Saturday, August 30, 2014

"Maya Bird" Takes Flight

My latest woodcarving was inspired by a Mayan icon of a bird that I found in a book called, "Design Motifs of Ancient Mexico". The book features simple black and white drawings collected from rubbings of pottery and temple art across central America. The author, Jorge Enciso, has categorized the images by subject; geometric shapes, types of plants and animals, etc., and I never fail to find something to get my creative juices flowing again.

I am still working on a pile Cedar boards leftover from a fence project. The wood is not ideal for detailed work as the grain density isn't always consistent. Sometimes a good section will have a fibrous, coarser band running through it that makes it difficult to render finer bits.

The first photo shows my simple reference freehand drawing and the next photo was the outline cut done with a coping saw.
Sometimes, on larger pieces, I'll use a jigsaw to do the outline cut, but this wood is prone to split and this is a smaller piece, only five inches long, so better to take some extra time and care and do it the old-fashioned way.

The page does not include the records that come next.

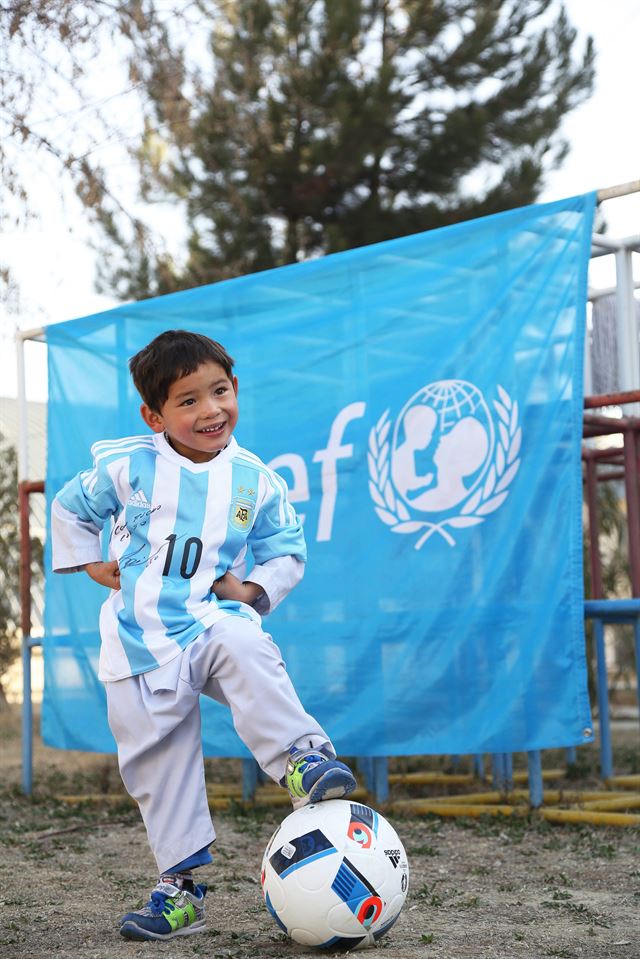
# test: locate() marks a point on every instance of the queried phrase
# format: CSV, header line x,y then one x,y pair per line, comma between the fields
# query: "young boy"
x,y
183,508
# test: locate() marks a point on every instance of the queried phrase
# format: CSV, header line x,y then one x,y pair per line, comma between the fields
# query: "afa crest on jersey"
x,y
241,512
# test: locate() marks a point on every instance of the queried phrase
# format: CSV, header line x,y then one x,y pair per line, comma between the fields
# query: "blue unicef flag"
x,y
423,400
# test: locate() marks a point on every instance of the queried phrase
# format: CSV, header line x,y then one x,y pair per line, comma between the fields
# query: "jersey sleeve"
x,y
78,513
278,546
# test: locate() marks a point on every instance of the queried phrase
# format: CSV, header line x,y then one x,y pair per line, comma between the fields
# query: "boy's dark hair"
x,y
170,356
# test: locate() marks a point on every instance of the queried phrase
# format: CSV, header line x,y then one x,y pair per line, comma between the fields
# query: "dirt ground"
x,y
487,889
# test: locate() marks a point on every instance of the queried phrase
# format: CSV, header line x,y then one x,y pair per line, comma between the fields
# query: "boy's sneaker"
x,y
176,908
311,777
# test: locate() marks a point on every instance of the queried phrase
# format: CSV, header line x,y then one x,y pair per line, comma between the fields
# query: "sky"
x,y
55,264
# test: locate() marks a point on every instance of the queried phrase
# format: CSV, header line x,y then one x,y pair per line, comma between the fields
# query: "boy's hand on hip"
x,y
230,587
107,574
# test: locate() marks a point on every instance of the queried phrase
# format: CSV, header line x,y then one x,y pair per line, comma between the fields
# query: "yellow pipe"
x,y
593,818
425,779
610,805
626,782
550,797
423,807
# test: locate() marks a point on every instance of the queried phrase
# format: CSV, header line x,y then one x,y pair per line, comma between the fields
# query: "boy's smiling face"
x,y
199,414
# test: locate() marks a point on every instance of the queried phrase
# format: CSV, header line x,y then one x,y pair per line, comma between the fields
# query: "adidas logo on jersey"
x,y
394,856
140,500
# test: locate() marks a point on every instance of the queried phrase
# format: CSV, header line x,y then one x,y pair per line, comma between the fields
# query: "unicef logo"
x,y
446,465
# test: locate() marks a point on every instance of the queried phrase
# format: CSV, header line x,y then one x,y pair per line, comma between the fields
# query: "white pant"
x,y
155,719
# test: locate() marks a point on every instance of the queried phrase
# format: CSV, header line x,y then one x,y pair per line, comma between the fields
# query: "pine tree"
x,y
325,126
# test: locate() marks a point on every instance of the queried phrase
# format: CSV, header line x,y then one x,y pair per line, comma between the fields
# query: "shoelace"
x,y
157,903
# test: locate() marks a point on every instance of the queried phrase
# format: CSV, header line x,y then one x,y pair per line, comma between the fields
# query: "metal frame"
x,y
375,769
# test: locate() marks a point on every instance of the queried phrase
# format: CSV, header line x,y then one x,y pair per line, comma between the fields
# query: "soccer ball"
x,y
335,874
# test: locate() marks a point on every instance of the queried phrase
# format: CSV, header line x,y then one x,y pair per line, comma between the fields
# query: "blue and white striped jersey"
x,y
174,527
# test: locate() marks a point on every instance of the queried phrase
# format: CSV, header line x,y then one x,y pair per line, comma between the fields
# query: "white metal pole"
x,y
627,327
23,429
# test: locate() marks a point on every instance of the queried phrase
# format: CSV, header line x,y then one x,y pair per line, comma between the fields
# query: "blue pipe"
x,y
381,778
609,609
636,629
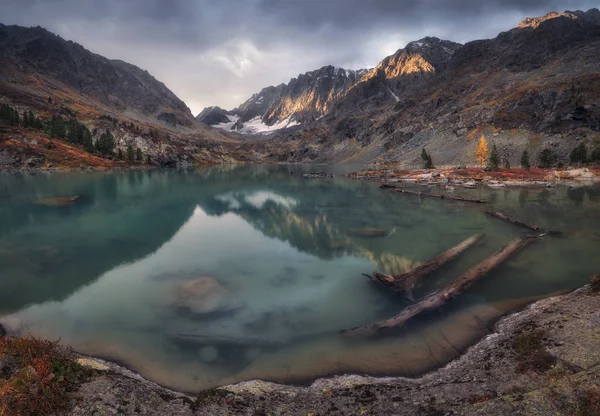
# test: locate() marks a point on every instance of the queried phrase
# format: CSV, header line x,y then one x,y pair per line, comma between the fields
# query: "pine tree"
x,y
57,128
106,143
482,153
595,156
494,159
25,120
547,158
525,160
427,161
88,144
130,153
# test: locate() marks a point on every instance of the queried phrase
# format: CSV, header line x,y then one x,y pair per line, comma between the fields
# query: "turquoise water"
x,y
282,257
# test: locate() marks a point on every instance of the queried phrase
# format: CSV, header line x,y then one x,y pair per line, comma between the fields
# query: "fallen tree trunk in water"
x,y
440,298
428,195
505,217
405,282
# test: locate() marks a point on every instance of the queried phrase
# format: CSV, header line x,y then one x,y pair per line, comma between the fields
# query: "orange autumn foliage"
x,y
482,154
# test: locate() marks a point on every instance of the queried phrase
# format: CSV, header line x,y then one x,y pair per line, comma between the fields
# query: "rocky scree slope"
x,y
41,72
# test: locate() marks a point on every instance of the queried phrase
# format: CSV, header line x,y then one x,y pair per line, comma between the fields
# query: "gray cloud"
x,y
219,52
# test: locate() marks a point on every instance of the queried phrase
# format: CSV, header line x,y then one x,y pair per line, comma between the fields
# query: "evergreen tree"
x,y
595,156
106,143
32,120
129,153
25,120
579,154
547,159
525,160
57,128
427,162
88,144
494,159
75,132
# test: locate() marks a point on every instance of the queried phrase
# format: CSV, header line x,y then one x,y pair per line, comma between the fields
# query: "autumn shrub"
x,y
529,347
41,378
579,154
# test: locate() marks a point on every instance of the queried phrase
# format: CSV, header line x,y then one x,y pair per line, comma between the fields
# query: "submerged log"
x,y
428,195
224,340
505,217
405,282
440,298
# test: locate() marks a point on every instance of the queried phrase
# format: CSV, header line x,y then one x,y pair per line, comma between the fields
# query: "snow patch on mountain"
x,y
255,125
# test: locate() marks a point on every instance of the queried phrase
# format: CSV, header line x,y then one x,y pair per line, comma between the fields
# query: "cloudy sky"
x,y
219,52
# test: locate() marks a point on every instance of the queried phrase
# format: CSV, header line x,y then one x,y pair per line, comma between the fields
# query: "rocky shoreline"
x,y
544,359
470,178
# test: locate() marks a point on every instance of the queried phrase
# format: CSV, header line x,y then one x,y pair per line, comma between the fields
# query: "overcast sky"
x,y
219,52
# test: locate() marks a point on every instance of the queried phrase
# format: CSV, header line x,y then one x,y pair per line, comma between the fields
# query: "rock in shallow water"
x,y
205,295
57,202
368,232
208,354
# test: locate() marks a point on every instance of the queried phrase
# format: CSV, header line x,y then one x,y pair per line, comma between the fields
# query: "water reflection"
x,y
202,278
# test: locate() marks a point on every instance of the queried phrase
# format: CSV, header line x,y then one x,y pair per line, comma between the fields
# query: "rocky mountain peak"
x,y
590,16
113,82
213,115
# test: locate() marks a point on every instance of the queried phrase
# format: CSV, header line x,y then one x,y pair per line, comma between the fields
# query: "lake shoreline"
x,y
469,178
541,359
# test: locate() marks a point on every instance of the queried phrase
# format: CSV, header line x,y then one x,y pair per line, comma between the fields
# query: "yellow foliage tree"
x,y
482,154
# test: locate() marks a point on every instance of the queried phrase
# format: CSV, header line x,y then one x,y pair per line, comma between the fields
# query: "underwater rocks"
x,y
318,175
500,375
368,232
204,295
58,201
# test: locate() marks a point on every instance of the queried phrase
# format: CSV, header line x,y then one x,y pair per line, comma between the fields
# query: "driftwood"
x,y
505,217
428,195
405,282
440,298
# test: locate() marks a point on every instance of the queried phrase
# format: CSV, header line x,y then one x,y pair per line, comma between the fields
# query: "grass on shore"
x,y
37,377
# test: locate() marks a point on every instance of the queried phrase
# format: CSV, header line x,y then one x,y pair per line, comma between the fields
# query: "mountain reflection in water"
x,y
116,274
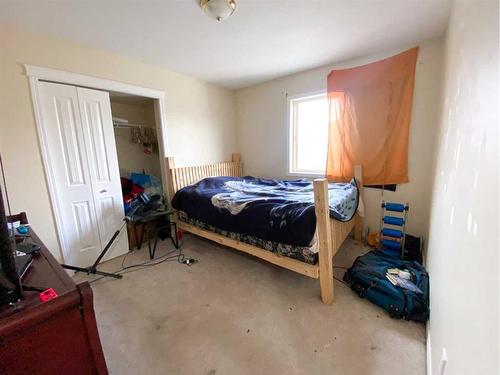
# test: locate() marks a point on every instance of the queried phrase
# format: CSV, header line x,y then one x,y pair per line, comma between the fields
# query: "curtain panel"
x,y
370,110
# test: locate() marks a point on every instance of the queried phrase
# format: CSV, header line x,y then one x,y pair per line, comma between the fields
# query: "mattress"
x,y
306,254
274,213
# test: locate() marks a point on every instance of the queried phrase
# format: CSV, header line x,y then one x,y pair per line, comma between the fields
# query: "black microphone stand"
x,y
93,268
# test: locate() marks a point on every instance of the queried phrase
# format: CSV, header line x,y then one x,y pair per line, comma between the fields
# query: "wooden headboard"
x,y
184,176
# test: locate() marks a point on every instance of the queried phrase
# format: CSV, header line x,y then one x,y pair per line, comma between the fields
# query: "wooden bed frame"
x,y
331,233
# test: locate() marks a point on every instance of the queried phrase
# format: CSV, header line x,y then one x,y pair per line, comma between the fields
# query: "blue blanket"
x,y
273,210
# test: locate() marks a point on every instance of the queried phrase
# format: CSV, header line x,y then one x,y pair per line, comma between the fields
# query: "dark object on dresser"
x,y
58,336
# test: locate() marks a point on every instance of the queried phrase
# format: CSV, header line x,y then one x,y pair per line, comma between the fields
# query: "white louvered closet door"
x,y
83,170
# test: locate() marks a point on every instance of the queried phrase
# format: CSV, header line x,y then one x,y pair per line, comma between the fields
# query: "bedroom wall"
x,y
200,116
463,258
262,130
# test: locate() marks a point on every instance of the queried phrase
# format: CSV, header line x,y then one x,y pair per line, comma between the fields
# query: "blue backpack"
x,y
367,278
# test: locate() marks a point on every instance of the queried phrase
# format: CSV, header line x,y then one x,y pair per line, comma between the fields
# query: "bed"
x,y
329,232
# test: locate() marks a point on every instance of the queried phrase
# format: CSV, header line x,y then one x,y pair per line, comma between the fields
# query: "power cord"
x,y
171,256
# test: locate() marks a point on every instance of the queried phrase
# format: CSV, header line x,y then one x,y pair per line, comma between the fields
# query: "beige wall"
x,y
131,156
463,245
262,130
200,116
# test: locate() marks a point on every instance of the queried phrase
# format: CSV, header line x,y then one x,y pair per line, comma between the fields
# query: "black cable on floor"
x,y
168,257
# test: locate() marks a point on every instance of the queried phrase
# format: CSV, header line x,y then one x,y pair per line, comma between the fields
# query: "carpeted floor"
x,y
234,314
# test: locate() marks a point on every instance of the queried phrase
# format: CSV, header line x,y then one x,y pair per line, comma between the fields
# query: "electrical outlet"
x,y
444,361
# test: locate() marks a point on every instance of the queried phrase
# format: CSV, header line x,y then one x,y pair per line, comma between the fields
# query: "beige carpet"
x,y
234,314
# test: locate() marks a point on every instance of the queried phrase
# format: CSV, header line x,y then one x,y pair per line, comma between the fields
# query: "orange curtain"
x,y
370,111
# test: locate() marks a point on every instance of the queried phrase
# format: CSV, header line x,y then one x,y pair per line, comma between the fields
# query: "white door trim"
x,y
36,74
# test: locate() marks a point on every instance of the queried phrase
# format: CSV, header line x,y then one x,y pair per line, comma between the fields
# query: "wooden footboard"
x,y
331,233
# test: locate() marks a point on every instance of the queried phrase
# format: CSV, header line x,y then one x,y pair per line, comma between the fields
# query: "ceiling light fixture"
x,y
218,9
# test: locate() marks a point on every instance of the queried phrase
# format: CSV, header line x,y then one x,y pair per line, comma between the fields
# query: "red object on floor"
x,y
59,336
47,295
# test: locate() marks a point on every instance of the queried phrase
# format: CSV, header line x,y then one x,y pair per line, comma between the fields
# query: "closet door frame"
x,y
36,74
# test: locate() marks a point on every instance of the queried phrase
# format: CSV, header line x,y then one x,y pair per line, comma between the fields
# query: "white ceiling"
x,y
261,41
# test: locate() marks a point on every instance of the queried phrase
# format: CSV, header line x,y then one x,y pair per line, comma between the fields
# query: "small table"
x,y
153,216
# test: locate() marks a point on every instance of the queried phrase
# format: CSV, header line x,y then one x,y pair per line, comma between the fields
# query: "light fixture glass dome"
x,y
218,9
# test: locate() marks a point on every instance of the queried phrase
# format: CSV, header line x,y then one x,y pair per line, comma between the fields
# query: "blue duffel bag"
x,y
367,277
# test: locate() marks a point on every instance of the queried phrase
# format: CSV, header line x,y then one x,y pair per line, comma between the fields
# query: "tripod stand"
x,y
93,268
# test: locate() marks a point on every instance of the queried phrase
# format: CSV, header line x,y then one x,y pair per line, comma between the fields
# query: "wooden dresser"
x,y
56,337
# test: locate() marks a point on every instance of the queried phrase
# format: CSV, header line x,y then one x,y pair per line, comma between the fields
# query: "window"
x,y
308,134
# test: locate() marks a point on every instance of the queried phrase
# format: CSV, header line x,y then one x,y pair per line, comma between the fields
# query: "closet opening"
x,y
138,153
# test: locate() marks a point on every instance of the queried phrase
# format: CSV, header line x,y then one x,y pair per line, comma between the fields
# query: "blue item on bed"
x,y
274,210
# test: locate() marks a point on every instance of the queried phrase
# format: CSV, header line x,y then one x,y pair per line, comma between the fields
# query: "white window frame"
x,y
292,130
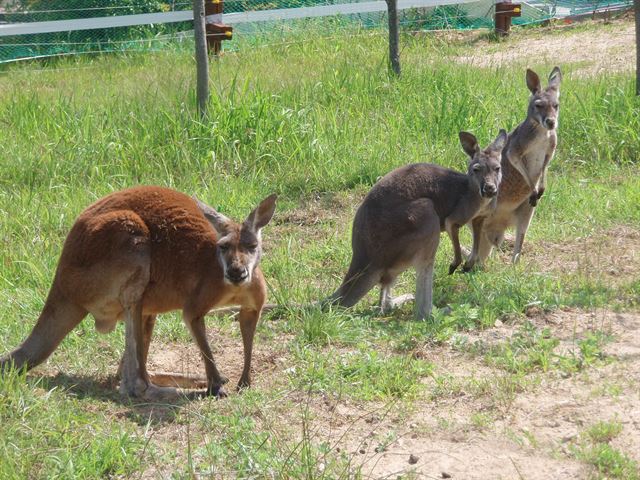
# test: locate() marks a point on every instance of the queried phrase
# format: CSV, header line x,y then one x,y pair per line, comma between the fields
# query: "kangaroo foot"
x,y
401,300
179,380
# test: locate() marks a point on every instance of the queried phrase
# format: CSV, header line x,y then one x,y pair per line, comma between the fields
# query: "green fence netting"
x,y
473,15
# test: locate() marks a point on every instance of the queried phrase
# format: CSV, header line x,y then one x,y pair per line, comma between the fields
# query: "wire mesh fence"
x,y
176,34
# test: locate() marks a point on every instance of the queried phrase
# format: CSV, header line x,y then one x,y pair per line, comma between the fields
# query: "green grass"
x,y
317,122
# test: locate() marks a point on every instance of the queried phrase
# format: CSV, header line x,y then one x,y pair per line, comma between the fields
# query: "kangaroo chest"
x,y
535,154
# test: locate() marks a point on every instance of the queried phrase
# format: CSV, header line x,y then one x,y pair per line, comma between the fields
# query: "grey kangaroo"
x,y
525,159
399,222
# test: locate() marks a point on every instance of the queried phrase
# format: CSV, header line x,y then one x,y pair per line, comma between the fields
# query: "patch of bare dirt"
x,y
608,49
184,358
470,433
611,256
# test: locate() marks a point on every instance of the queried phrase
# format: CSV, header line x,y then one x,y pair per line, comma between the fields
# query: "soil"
x,y
467,432
592,52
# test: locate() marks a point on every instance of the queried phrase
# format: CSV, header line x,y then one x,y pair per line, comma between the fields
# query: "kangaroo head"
x,y
484,170
239,246
544,106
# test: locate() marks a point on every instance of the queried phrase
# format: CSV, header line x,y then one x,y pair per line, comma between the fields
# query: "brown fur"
x,y
133,255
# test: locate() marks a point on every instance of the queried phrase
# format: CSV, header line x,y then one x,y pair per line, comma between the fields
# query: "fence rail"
x,y
29,28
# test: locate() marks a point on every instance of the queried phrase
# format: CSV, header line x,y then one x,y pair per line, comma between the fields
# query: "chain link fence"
x,y
155,36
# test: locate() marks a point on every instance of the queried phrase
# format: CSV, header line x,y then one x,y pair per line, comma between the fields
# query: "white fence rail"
x,y
229,18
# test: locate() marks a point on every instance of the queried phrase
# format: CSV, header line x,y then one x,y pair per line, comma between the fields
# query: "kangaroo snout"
x,y
237,275
489,190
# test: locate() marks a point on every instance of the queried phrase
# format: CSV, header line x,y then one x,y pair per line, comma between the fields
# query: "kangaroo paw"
x,y
216,391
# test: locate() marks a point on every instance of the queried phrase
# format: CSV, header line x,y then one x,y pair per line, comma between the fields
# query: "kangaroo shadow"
x,y
105,389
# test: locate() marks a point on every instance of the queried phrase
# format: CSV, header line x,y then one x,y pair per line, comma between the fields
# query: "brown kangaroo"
x,y
525,160
143,251
399,222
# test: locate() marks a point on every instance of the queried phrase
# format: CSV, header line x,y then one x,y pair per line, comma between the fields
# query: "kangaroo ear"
x,y
500,141
219,222
533,81
555,78
469,143
262,214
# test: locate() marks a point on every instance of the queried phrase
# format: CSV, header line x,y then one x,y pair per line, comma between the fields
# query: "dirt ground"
x,y
592,52
466,432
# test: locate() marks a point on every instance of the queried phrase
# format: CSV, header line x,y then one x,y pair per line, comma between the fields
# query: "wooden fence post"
x,y
637,8
394,36
202,59
504,11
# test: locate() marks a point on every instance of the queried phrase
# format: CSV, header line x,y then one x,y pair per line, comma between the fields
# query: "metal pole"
x,y
637,5
394,36
202,59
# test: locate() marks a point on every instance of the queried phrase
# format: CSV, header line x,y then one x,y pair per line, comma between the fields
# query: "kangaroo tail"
x,y
59,316
356,284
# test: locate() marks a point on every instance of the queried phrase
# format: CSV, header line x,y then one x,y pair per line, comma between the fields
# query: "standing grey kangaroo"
x,y
525,160
399,222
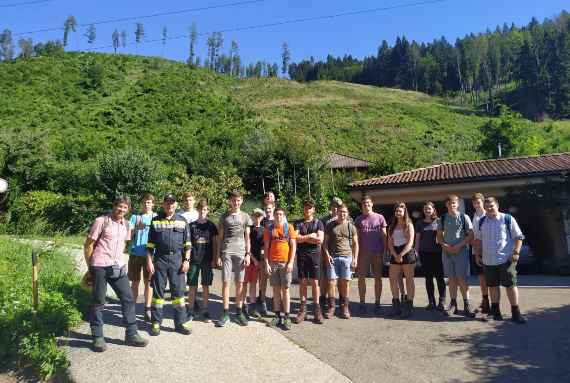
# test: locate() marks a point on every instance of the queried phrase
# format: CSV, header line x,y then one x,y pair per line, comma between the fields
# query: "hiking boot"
x,y
252,311
241,319
377,309
136,340
451,309
286,324
301,314
406,311
344,312
155,329
517,317
263,308
224,319
484,307
99,344
318,315
147,314
467,311
274,322
184,329
396,309
329,314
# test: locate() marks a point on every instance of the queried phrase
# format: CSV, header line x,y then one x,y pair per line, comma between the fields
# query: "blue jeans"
x,y
340,269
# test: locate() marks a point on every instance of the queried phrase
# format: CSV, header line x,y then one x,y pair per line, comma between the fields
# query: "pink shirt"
x,y
109,236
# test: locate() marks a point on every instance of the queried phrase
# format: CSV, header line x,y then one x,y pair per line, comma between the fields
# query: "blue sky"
x,y
358,35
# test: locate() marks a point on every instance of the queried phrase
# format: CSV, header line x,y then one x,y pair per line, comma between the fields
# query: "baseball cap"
x,y
169,198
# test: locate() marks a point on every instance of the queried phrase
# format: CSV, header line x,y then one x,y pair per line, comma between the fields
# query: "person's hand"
x,y
331,261
478,260
185,266
149,267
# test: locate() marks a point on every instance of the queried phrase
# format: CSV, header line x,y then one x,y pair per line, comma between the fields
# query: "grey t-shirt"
x,y
428,233
233,226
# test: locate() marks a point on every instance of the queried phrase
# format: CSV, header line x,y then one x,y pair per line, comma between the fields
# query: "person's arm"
x,y
355,249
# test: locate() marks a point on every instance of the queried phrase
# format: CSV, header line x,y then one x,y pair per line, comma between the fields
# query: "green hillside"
x,y
84,126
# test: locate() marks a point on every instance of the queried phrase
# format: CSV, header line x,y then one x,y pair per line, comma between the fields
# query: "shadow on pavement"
x,y
535,352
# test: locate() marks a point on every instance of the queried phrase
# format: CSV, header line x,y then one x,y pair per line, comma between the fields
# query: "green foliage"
x,y
515,135
31,337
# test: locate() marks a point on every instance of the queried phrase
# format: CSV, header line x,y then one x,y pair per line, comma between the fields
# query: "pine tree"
x,y
285,58
193,37
6,45
26,48
91,34
69,25
115,38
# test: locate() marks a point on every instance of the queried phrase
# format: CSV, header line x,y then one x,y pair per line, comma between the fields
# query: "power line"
x,y
13,5
142,17
285,22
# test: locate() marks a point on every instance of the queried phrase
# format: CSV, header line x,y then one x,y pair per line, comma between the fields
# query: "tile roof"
x,y
341,161
475,170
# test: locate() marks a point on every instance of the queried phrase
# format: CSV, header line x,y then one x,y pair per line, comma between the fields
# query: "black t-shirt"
x,y
256,239
202,236
304,228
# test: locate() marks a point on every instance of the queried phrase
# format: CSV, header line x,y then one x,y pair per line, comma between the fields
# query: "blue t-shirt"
x,y
140,236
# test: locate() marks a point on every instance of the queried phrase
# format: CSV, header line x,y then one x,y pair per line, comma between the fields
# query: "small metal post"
x,y
35,287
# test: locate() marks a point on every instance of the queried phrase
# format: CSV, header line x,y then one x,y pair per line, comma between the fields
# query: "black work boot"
x,y
517,316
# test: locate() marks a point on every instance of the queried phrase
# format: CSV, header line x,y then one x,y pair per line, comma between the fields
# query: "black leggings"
x,y
432,267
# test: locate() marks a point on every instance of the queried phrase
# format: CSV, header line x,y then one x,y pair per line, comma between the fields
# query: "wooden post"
x,y
35,294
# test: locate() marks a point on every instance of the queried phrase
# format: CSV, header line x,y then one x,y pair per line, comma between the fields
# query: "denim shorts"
x,y
340,269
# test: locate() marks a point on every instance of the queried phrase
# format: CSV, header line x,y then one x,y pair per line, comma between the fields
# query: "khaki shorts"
x,y
279,275
369,260
136,265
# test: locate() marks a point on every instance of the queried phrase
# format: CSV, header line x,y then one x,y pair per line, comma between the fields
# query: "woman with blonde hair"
x,y
402,259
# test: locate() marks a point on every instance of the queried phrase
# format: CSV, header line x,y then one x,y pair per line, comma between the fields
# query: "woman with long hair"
x,y
402,259
430,255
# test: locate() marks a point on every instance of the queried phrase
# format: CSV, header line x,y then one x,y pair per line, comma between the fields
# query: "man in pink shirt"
x,y
103,251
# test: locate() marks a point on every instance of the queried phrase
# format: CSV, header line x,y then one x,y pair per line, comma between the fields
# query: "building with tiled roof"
x,y
547,230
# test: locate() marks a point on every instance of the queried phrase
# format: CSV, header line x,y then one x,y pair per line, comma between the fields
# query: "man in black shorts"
x,y
310,234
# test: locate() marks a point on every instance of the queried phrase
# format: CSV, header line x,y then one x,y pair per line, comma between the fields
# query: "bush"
x,y
31,337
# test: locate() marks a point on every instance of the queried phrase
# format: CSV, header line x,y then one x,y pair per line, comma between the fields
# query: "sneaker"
x,y
286,324
377,309
241,319
147,315
274,322
184,329
99,344
224,319
206,317
263,308
136,340
155,329
451,309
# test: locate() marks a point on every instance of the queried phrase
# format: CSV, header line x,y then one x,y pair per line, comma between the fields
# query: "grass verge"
x,y
28,338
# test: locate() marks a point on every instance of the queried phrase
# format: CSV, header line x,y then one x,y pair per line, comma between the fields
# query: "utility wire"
x,y
142,17
283,22
13,5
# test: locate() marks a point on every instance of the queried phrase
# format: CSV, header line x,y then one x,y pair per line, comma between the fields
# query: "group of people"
x,y
181,247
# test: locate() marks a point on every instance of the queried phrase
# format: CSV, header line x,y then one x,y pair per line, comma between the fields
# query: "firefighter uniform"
x,y
169,238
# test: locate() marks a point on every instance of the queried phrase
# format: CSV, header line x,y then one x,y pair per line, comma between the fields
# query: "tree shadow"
x,y
535,352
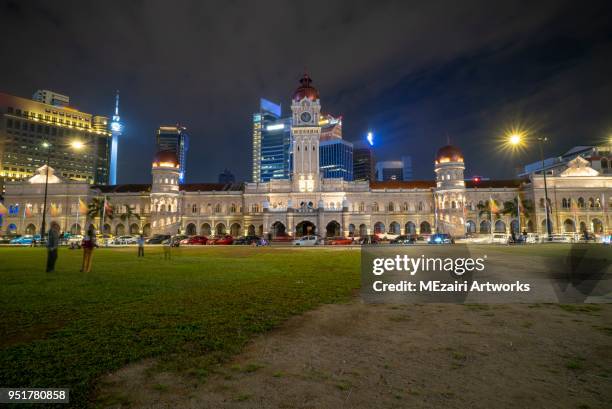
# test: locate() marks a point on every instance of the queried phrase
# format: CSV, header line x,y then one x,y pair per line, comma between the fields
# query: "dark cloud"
x,y
416,73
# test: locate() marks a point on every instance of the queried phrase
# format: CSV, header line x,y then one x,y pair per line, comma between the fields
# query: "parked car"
x,y
441,238
283,237
7,239
26,240
104,239
372,239
306,241
500,238
341,241
224,240
247,240
158,239
195,240
404,239
561,238
126,240
75,241
177,239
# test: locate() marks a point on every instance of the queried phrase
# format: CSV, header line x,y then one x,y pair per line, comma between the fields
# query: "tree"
x,y
96,208
511,207
485,209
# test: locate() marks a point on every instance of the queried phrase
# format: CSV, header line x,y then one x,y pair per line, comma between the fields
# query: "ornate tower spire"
x,y
116,116
116,129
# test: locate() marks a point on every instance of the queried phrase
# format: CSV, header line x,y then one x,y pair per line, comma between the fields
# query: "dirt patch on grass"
x,y
391,356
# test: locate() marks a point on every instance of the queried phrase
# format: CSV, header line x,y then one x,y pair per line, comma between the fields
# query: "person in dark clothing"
x,y
140,246
52,244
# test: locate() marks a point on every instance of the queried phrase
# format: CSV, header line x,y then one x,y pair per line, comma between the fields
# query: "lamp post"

The third photo is the completed carving before any finish has been applied.
I used artist's acrylic paints to finish this piece, experimenting with a resist method by covering some of the raw wood with a gloss medium to create naturally lighter areas; beak, body and tail feather tips. Then I washed in some brunt sienna and red in the lower areas and crevices. To further emphasize the deeper lines, I used a little bit of black, then coated the entire piece front and back, with more gloss medium.